Inflation-Proofing Your Retirement Portfolio

To hear the talking heads tell it, there’s no inflation out there. And with the price of oil (and therefore gasoline) in a tailspin, inflation looks like the last thing anyone should be worried about. But long-term numbers tell a very different story.

29826363_sAccording the Bureau of Labor Statistics Inflation Calculator, prices have roughly doubled in the last 25 years. It now takes $1,915 to buy what $1,000 bought in 1989. That works out to an average annual inflation rate of roughly 3%.

It’s also important to consider that the past 25 years have seen several oil price collapses, which have always given way to continued price increases overall. Moral of the story: enjoy cheap gas while it’s here. It’ll go back up soon enough.

In preparing for retirement, inflation can’t be ignored, no matter how tame it may seem at the moment. Retirement is about planning out over decades, and that means incorporating long-term trends into your plans. Inflation is one of those long-term trends that you can’t ignore.

And here is how you can inflation-proof your retirement portfolio. It’s always best to make these moves when inflation is low on the radar, since it tends to come roaring back with a vengeance when it does return.

Money Market Funds and Treasury Inflation Protected Securities (TIPS)

Some portion of your retirement portfolio should always be invested in both cash and fixed income assets. However, inflation can wreak havoc with fixed income investments in particular.

For your cash position, the best investment vehicle is money market funds. This is because the rate of return on these funds fluctuates based on prevailing interest rates, which themselves react to the rise and fall of inflation. Though they won’t always provide the best returns on your money, your principal value will be protected by the fact that their interest rates will automatically adjust based on prevailing inflation.

For fixed income investments, Treasury Inflation Protected Securities, or TIPS, are probably the best place for your fixed income assets. Not only will you earned interest on your investment, but each year the principal balance of your position will be increased based on the Consumer Price Index (CPI).

You can buy TIPS in the denominations as low as $100, and for terms of five, ten or 30 years.

Real Estate

Though it has been up, then down, then up again in recent years, real estate has a history of being one of the very best investments you can have when it comes to inflation. From a retirement perspective, people should at least own their own home, and plan on paying off their mortgages prior to retirement. That alone should give you a substantial nest egg when retirement comes around. You can then either live in the property mortgage free, or sell it for a large windfall that will increase your other retirement savings substantially.

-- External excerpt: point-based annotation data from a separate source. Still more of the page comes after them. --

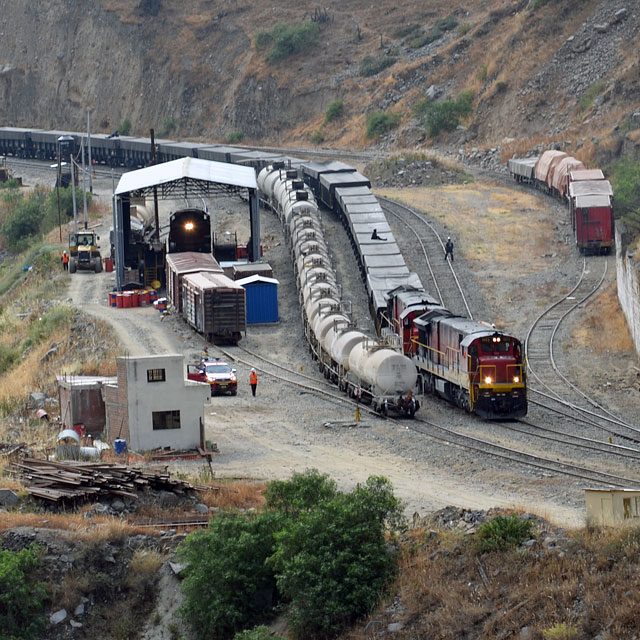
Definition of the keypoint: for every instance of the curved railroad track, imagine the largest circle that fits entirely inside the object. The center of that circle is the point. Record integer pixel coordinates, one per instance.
(562, 465)
(541, 360)
(439, 276)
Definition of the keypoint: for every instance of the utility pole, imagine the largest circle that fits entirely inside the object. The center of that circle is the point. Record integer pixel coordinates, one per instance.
(73, 194)
(89, 150)
(84, 191)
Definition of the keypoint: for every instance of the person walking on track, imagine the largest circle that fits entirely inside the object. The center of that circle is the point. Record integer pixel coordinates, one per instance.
(448, 249)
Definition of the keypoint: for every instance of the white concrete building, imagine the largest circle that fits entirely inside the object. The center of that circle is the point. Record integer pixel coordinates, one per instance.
(153, 406)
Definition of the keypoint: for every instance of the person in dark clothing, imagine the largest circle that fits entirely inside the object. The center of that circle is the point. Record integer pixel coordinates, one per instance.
(448, 249)
(253, 381)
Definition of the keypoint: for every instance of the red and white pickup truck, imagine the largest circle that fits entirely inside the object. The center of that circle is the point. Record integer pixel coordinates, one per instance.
(216, 373)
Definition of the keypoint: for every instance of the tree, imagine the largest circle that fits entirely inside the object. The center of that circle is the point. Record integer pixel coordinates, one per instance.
(21, 597)
(333, 563)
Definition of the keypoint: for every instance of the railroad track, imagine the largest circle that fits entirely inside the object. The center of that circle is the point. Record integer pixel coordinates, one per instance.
(439, 276)
(541, 357)
(563, 465)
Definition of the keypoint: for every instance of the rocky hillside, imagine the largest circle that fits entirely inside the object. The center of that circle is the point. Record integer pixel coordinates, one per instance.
(539, 71)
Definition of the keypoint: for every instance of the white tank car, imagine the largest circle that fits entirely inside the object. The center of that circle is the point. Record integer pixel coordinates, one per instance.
(343, 345)
(384, 371)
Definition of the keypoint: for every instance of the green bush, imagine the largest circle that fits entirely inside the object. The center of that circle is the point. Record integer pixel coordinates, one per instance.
(335, 111)
(379, 122)
(285, 40)
(503, 532)
(302, 493)
(21, 597)
(443, 116)
(333, 563)
(227, 586)
(371, 65)
(234, 137)
(257, 633)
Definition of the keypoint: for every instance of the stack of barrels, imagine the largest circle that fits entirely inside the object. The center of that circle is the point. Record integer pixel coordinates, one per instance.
(129, 299)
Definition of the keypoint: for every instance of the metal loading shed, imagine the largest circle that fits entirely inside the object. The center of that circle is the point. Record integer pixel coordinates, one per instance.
(261, 299)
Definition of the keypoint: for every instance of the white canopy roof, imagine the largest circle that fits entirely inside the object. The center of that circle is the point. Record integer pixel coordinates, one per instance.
(188, 169)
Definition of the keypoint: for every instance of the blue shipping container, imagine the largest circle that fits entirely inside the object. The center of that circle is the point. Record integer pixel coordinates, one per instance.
(261, 299)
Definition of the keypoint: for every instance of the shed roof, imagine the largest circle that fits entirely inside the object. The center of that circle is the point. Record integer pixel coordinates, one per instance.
(256, 278)
(185, 170)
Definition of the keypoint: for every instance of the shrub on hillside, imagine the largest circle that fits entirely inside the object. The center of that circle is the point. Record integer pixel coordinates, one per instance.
(379, 122)
(21, 596)
(333, 563)
(443, 116)
(626, 187)
(227, 586)
(285, 40)
(335, 111)
(503, 532)
(371, 65)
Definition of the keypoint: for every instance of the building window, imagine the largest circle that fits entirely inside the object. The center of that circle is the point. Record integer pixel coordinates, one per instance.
(165, 420)
(155, 375)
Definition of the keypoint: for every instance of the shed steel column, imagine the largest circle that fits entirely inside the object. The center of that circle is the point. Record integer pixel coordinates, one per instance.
(119, 241)
(254, 210)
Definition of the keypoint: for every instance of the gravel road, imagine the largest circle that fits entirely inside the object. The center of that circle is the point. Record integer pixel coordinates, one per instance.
(522, 261)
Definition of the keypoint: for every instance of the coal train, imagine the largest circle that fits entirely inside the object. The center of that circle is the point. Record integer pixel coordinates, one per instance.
(419, 345)
(585, 191)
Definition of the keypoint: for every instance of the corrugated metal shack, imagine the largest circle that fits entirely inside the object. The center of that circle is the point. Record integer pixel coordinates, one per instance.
(611, 507)
(261, 299)
(82, 401)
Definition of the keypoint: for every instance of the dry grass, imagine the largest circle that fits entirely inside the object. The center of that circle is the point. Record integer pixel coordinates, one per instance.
(446, 590)
(605, 329)
(97, 529)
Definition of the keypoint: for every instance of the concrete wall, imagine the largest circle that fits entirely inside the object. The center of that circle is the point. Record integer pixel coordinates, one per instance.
(172, 394)
(628, 274)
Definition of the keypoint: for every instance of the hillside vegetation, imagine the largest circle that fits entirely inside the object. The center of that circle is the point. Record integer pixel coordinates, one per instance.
(532, 70)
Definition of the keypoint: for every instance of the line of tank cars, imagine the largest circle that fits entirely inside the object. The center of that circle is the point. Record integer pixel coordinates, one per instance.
(586, 192)
(419, 343)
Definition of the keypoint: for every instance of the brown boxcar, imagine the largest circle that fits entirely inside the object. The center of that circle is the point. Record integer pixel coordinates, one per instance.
(181, 264)
(214, 305)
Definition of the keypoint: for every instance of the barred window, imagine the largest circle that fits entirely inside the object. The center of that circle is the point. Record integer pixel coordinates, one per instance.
(165, 420)
(155, 375)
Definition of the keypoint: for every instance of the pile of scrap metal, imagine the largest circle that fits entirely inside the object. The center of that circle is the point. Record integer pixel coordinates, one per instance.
(79, 481)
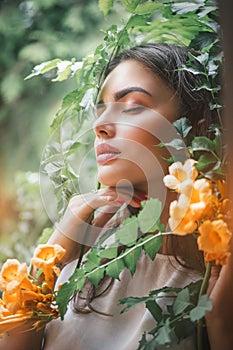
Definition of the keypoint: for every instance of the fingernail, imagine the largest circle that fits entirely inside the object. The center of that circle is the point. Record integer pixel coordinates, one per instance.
(137, 200)
(120, 201)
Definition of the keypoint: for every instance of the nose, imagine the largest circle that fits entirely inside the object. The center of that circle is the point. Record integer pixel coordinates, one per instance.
(103, 127)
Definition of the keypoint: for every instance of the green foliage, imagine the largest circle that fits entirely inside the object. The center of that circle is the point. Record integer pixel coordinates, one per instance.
(184, 307)
(31, 219)
(92, 268)
(191, 23)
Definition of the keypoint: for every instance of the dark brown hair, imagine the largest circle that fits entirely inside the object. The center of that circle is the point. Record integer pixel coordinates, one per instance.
(168, 61)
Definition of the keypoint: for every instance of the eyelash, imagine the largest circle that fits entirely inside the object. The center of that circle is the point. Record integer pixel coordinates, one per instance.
(133, 109)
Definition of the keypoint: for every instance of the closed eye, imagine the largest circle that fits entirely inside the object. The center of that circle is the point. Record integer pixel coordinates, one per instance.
(133, 110)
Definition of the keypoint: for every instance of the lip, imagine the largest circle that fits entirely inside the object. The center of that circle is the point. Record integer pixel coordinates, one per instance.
(105, 153)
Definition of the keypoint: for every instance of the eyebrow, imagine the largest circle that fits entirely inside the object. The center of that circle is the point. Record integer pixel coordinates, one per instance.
(118, 95)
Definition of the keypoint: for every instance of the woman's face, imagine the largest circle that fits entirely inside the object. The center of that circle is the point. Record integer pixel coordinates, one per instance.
(134, 116)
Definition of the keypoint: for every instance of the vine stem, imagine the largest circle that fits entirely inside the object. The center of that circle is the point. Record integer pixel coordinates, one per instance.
(203, 290)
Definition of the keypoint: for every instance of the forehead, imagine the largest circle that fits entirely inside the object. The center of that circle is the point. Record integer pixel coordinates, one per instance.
(129, 73)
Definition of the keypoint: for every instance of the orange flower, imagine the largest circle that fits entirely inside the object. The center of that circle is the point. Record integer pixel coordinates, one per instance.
(181, 176)
(222, 187)
(214, 240)
(11, 322)
(201, 199)
(45, 257)
(180, 221)
(187, 211)
(13, 275)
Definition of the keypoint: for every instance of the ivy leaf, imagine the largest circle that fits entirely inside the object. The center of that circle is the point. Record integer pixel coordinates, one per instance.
(183, 126)
(96, 275)
(178, 144)
(164, 333)
(128, 234)
(63, 297)
(132, 258)
(148, 217)
(145, 344)
(105, 6)
(44, 68)
(93, 260)
(181, 302)
(203, 39)
(68, 289)
(132, 301)
(130, 5)
(154, 309)
(110, 252)
(217, 145)
(184, 328)
(147, 8)
(204, 304)
(202, 143)
(114, 268)
(185, 7)
(206, 162)
(137, 20)
(152, 246)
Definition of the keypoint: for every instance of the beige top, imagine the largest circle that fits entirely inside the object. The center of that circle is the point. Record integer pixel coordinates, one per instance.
(94, 331)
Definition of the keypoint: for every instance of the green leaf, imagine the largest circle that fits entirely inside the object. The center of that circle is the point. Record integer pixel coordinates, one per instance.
(203, 39)
(68, 289)
(147, 8)
(152, 247)
(204, 304)
(164, 333)
(130, 5)
(178, 144)
(137, 20)
(206, 162)
(44, 68)
(92, 261)
(185, 7)
(148, 217)
(132, 258)
(105, 6)
(132, 301)
(183, 126)
(114, 268)
(96, 275)
(110, 252)
(202, 143)
(155, 310)
(217, 145)
(63, 297)
(182, 302)
(128, 234)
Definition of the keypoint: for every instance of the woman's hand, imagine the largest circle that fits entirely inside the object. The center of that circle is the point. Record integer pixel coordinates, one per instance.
(79, 226)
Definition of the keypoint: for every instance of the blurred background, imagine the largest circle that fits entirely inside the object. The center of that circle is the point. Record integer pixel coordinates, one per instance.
(32, 32)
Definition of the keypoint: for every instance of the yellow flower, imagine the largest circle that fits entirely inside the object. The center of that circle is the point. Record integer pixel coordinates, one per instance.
(46, 257)
(201, 199)
(181, 176)
(187, 211)
(10, 322)
(12, 275)
(214, 240)
(180, 221)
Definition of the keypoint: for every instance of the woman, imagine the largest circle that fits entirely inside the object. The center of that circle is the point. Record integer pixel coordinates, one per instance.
(145, 90)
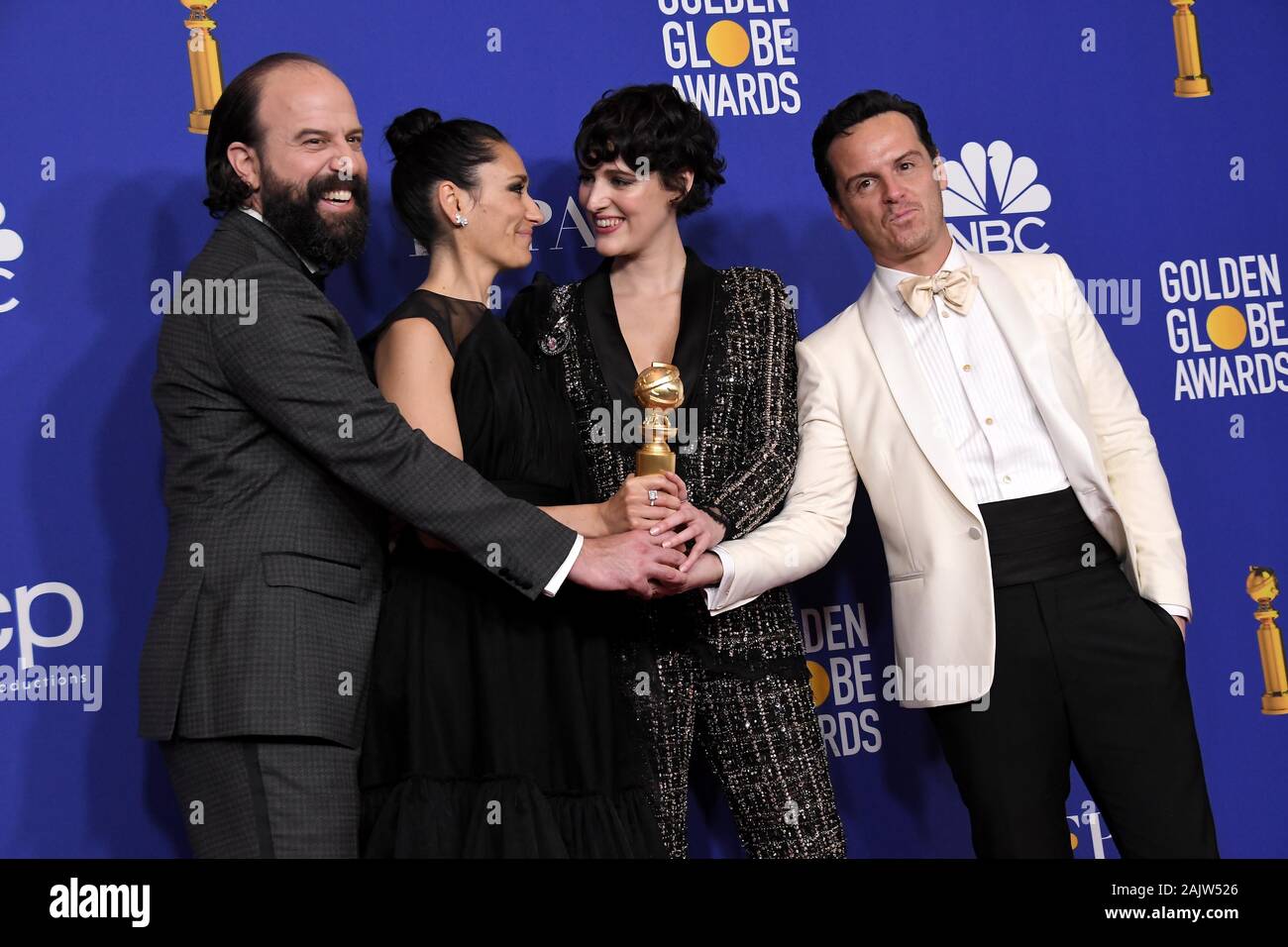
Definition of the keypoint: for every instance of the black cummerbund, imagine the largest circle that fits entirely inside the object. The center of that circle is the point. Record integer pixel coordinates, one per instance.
(1043, 536)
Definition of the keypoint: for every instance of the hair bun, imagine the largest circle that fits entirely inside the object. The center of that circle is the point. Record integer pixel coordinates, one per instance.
(410, 128)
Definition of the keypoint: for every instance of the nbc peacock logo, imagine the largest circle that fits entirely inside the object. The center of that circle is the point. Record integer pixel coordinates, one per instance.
(992, 187)
(11, 249)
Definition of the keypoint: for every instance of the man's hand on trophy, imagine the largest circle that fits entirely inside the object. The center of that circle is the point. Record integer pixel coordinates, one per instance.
(632, 562)
(708, 570)
(690, 525)
(640, 502)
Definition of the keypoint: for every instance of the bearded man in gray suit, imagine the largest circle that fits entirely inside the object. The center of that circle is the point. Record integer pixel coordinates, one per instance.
(281, 457)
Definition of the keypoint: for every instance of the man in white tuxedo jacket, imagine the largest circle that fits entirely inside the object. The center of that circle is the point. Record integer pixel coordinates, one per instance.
(1037, 575)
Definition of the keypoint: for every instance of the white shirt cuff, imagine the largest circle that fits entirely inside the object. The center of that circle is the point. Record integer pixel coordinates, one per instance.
(1179, 611)
(717, 596)
(557, 579)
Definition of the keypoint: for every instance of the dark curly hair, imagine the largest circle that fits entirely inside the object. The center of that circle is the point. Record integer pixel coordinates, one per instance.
(861, 107)
(653, 123)
(429, 151)
(236, 119)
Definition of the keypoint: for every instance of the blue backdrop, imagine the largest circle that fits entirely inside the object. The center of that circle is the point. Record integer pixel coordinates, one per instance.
(1069, 106)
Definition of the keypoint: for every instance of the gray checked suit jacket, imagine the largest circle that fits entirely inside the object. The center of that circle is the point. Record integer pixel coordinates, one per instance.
(273, 573)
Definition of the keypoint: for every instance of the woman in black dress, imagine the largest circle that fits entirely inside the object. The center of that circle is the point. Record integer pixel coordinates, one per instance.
(496, 727)
(734, 682)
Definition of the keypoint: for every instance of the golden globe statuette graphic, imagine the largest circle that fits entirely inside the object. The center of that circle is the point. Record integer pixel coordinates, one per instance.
(1192, 82)
(207, 81)
(1262, 589)
(658, 389)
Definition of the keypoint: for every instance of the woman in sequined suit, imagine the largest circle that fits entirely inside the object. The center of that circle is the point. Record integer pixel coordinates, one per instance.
(734, 682)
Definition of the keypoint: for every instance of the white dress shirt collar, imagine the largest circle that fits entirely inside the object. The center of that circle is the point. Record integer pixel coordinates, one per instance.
(312, 266)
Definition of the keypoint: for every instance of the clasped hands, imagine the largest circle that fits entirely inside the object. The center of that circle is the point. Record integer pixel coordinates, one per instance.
(673, 519)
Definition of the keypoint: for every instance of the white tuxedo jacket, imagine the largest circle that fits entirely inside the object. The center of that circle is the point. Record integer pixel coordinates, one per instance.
(866, 411)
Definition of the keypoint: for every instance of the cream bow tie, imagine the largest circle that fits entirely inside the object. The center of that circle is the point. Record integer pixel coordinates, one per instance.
(957, 287)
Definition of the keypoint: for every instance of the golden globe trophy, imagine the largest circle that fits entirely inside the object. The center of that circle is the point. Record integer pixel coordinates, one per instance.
(1192, 82)
(1262, 587)
(207, 81)
(658, 389)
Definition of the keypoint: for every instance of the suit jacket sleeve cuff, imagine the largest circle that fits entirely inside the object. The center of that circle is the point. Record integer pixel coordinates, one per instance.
(557, 579)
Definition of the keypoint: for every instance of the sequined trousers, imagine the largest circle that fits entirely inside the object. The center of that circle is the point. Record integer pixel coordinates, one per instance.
(761, 738)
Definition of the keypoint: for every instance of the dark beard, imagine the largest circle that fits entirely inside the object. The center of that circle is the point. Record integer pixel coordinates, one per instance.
(294, 214)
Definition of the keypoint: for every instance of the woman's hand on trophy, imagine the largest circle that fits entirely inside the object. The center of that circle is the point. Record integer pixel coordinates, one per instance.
(630, 506)
(691, 525)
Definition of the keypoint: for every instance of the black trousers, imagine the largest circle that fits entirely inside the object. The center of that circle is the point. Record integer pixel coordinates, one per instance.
(1086, 672)
(266, 796)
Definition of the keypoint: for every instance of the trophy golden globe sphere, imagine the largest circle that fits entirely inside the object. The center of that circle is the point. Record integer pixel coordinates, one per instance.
(1261, 583)
(660, 386)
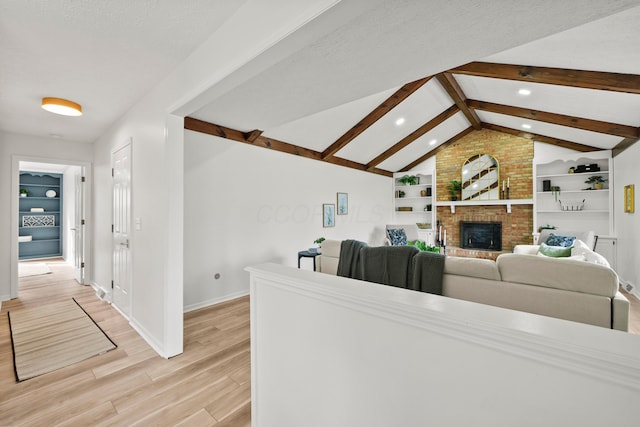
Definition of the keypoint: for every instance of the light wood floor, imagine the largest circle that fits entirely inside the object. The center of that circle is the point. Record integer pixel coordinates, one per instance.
(209, 384)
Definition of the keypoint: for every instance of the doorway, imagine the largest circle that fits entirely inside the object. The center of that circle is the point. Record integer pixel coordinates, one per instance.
(70, 221)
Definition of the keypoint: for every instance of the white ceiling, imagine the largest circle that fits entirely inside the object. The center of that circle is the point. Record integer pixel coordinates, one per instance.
(107, 55)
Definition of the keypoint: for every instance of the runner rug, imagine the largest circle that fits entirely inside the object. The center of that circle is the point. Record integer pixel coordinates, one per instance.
(53, 336)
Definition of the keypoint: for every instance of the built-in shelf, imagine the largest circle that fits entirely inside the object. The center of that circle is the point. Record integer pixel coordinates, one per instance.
(508, 203)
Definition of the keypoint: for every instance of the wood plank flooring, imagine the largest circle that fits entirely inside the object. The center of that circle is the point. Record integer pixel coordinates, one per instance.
(209, 384)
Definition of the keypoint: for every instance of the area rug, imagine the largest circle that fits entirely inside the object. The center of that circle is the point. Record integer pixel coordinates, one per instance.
(51, 337)
(32, 269)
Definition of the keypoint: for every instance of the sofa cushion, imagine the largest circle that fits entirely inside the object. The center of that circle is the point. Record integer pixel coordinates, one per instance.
(581, 248)
(554, 251)
(559, 273)
(397, 236)
(559, 240)
(471, 267)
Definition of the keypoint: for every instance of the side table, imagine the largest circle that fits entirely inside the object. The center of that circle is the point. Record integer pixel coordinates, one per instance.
(307, 254)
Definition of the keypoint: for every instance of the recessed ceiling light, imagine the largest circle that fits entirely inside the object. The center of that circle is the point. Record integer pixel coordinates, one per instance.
(62, 106)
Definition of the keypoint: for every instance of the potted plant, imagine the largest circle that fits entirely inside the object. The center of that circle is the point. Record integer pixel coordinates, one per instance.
(596, 180)
(410, 180)
(454, 187)
(318, 242)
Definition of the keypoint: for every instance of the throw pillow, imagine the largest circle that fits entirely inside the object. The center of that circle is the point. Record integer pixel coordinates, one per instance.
(557, 240)
(397, 236)
(581, 248)
(554, 251)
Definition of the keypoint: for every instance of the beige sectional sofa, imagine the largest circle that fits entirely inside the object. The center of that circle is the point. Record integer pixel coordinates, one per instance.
(568, 289)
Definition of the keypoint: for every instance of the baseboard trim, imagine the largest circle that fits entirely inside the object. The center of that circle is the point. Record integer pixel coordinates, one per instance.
(214, 301)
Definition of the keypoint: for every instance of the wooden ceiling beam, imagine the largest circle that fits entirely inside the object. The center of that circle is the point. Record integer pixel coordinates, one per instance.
(436, 150)
(389, 104)
(542, 138)
(623, 131)
(623, 145)
(255, 138)
(455, 92)
(439, 119)
(616, 82)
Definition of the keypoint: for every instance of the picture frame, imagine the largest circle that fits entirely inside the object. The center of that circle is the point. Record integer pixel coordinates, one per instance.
(328, 215)
(629, 202)
(342, 204)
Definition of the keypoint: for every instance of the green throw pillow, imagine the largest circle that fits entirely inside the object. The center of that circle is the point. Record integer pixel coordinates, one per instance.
(554, 251)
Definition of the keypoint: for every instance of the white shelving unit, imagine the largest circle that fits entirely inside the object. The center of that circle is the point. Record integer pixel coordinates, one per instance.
(575, 206)
(415, 203)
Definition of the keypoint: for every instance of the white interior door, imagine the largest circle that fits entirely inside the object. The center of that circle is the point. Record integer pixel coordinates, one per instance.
(78, 227)
(121, 171)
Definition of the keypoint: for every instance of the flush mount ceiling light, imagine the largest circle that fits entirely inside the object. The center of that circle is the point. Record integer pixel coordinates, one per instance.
(62, 106)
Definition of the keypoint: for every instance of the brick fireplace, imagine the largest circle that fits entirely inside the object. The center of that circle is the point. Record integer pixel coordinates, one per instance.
(515, 157)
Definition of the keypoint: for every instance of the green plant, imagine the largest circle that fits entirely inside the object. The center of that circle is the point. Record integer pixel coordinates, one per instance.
(595, 179)
(454, 187)
(409, 180)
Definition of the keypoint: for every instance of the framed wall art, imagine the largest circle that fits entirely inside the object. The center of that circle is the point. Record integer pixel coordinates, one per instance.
(328, 215)
(343, 203)
(629, 198)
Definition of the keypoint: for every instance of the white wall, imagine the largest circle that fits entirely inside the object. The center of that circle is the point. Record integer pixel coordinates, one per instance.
(627, 225)
(157, 163)
(31, 147)
(245, 205)
(331, 351)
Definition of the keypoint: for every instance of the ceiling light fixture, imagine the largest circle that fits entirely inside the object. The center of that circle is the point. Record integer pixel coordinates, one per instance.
(62, 106)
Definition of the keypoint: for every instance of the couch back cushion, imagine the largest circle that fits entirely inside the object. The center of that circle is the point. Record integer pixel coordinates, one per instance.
(558, 273)
(471, 267)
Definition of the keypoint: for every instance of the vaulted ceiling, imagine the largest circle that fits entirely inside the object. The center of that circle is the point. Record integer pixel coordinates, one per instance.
(583, 110)
(334, 89)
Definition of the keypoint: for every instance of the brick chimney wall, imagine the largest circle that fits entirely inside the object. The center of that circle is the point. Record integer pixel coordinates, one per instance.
(515, 159)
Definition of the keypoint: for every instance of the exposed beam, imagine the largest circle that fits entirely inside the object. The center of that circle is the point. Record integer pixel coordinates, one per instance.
(260, 141)
(389, 104)
(437, 149)
(253, 135)
(616, 82)
(455, 92)
(623, 145)
(542, 138)
(623, 131)
(440, 118)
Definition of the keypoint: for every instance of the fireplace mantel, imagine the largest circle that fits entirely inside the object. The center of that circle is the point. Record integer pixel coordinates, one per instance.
(508, 203)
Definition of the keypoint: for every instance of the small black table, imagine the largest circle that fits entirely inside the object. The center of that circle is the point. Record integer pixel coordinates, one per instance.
(307, 254)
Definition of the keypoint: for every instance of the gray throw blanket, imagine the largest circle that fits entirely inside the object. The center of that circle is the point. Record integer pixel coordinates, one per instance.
(428, 268)
(349, 264)
(388, 265)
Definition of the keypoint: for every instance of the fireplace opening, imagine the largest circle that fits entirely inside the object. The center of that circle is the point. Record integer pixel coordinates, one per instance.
(481, 235)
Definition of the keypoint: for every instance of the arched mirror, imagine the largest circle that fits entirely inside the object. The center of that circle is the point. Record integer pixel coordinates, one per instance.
(480, 178)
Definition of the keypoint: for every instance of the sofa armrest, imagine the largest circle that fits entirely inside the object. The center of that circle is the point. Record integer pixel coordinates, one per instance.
(526, 249)
(620, 312)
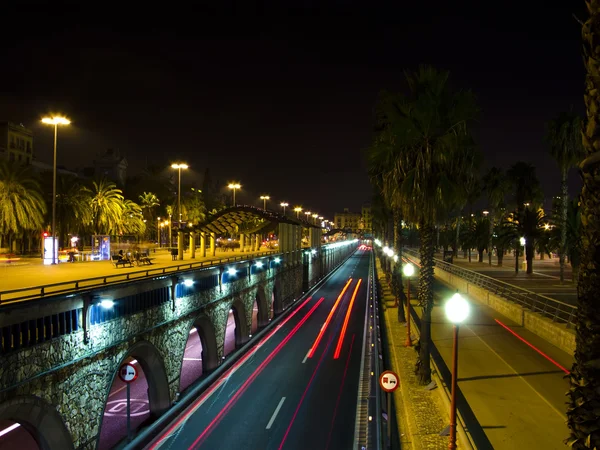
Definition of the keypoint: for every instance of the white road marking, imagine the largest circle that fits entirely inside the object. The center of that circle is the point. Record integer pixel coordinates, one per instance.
(304, 360)
(275, 413)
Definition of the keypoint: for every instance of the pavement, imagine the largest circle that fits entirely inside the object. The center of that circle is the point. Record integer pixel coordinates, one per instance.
(511, 395)
(279, 395)
(545, 279)
(31, 273)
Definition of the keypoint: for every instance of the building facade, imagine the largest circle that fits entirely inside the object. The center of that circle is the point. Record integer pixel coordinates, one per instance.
(16, 143)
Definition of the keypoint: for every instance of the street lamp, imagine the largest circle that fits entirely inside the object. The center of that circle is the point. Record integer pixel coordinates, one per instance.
(56, 121)
(179, 166)
(264, 198)
(234, 186)
(457, 310)
(408, 270)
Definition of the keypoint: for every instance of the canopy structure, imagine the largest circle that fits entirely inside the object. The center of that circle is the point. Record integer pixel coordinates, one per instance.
(247, 220)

Within your retirement investment portfolio, you can also add real estate investment trusts, or REITs as they are better known. These are invested in real estate or in mortgages, and they tend to pay high yields.

What ever it’s doing in the near term, always remember that real estate is a long-term investment, and one that tends to rise with inflation.


It is often believed that commodities – particularly precious metals – are the single best asset you can hold in response to inflation. In truth, it’s actually a mixed bag. Precious metals, and commodities in general, tend to be most effective as inflation hedges during times when inflation is particularly high. But in the slow burning inflation that we’ve experienced over most of the past 30 years, the record here has been less than spectacular. And in light of the collapse in the resource and oil sectors, investor prudence is warranted.

But for those times when inflation really heats up, taking a position in commodities can be an outstanding strategy. In the case of precious metals, you can take physical possession of gold, silver, or platinum coins. But a better strategy might be to invest in commodities through your retirement portfolio, using exchange traded funds (ETFs).

You can invest in ETFs that invest in all kinds of commodities, including, gold, silver, platinum, agriculture, oil, natural gas, energy, and even a commodity index. During times of slower inflation, which is most of the time, you’ll want to keep any position small, like in the low single digits range. But if inflation begins to accelerate, and it looks like a long-term trend, you might consider increasing your holdings.

Growth Stocks

Over the long haul, the slow type of inflation we’ve been seeing over the past several decades can take a big toll on your investment savings, even if rising prices don’t seem to be all that noticeable. For this reason, you should make sure that the bulk of your holdings are in growth stocks. They tend to react best to lower level inflation, certainly better than commodities and even real estate.

Growth stocks aren’t just the best investment for retirement planning, but they’re also perhaps the best when it comes to dealing with long-term, low-level inflation.

Inflation Sensitive Stocks

Still another strategy using stocks is to invest in inflation sensitive stocks. These can include stocks in companies engaged in energy, industrial metals, real estate, infrastructure development, home building, and agriculture. Since all of these sectors tend increase in price with inflation – especially high inflation – they can improve the return in your stock position.

At the opposite end of the spectrum, if inflation is increasing you may want to get out of stocks in sectors that react negatively to inflation. This would include bank stocks, since higher inflation translates into higher interest rates, reducing their business and increasing the likelihood of loan defaults.

Inflation is certainly under control right now. But that makes now the best time to plan your strategy for when it returns. And if you’re investing for retirement, you need to be prepared for exactly that.